Der zweite Text (Abb. 2), der unterhalb des ersten eingefügt wurde und im unteren Drittel der Seite beginnt, datiert vom 13. Muḥarram 617, also dem 20. März 1220. Ihm zufolge hat ʿĪsā die Zahlung der Schenkung, die sich nun in der Obhut seines Schwiegervaters Ḫalīfa befand, abgeschlossen. Vier Zeugen bestätigen dies, darunter der Schreiber des Dokuments, Ismaʿīl ibn Muḥammad ibn. Ismaʿīl. Die Position der folgenden drei Aussagen ist ungewöhnlich, da sie rechts vom Text erscheinen; eine ist sogar senkrecht zu den anderen und mit dunklerer Tinte geschrieben („Witness 4“). Das deutet darauf hin, dass sie bei anderer Gelegenheit hinzugefügt worden sein könnten, obwohl sie dasselbe Datum wie das Dokument tragen. Trotz dieser ungewöhnlichen Anordnung wurden mindestens zwei der Zeugen von einem Richter geprüft, der sein Urteil über ihre Zuverlässigkeit unter ihre Aussagen schrieb, was Teil eines juristischen Verfahrens zur Sicherstellung der Gültigkeit von Transaktionen war.

SUB Hamburg
Der letzte Text (Abb. 3), der wegen der Löcher im Tuch unvollständig ist, wurde am 13 Ṣafar 619, also am 29. März 1222, von demselben Schreiber wie der zweite Text verfasst. Er berichtet, dass Hibāʾ vor einem Richter einen Eid ablegte und sich darüber beschwerte, das Geld von ihrem Vater nicht erhalten zu haben. Dieses Vorgehen war sehr unüblich, aber wahrscheinlich notwendig, weil es keine andere Möglichkeit gab, um geltend zu machen, dass das Geld nicht ausgezahlt worden war. Die Aussagen von drei Zeugen, einschließlich des Schreibers, folgen dem Text in der üblichen Spaltenanordnung.
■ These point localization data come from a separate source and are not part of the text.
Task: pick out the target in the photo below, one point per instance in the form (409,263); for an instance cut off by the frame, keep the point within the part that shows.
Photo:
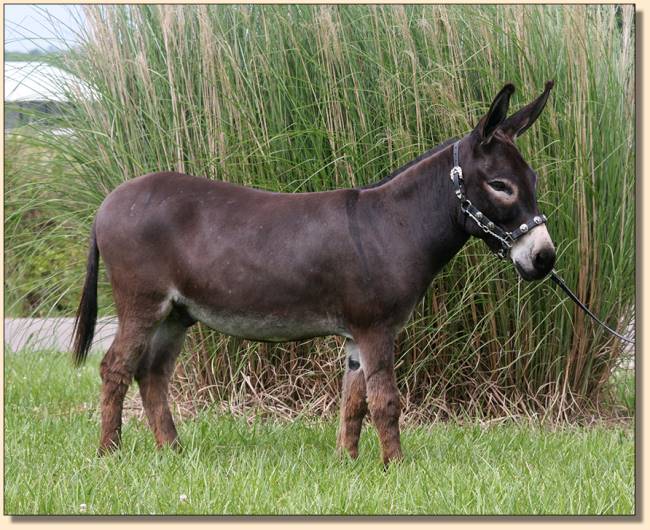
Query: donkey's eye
(499,185)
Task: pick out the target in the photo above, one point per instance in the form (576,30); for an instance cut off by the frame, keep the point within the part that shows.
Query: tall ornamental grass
(306,98)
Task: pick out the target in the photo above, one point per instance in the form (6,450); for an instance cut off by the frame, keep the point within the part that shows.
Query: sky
(40,26)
Leider findet sich in der Handschrift keine abschließende Quittung, die die endgültige Übergabe der Summe bezeugt

Lauren Nishizaki/Claudia Colini
Die Dokumente sind auf zwei ähnliche Stücke hellgelben Leinens geschrieben, die beide die gleichen Abmessungen haben und zu einem größeren Stück von 101,3 × 45,4 cm zusammengeklebt sind. Das Textil ist in einer gewöhnlichen Leinwandbindung gewebt, wobei die gelbe Farbe das Ergebnis einer Färbung oder des Abbauprozesses des ursprünglich weißen Stoffes ist (Abb. 4). Leinen war ein ungewöhnliches Trägermaterial für juristische Dokumente, kam für Heiratsurkunden aber öfters zum Einsatz, vielleicht, um diesen Artefakten besonderen Status und Langlebigkeit zu verleihen. Da die Braut aus einer Familie von Tuchhändlern stammte, war ein Stück Leinen für sie vermutlich leicht zu beschaffen und im Vergleich zu Pergament oder hochwertigem Papier nicht allzu teuer.

Alle in diesem Manuskript verwendeten Tinten sind Tinten auf Kohlenstoffbasis. Dies deutet darauf hin, dass jedes Mal nur eine einzige Tinte verwendet wurde, mit Ausnahme vom zweiten Text, wo die von Zeuge 4 verwendete Tinte sichtbar anders ist, obwohl zum selben Typ gehört. Um diese Hypothesen zu bestätigen, wenden wir derzeit zusätzliche Untersuchungsmethoden an, um Mischtinten zu identifizieren und Tinten auf Grundlage ihrer Verunreinigungen zu unterscheiden.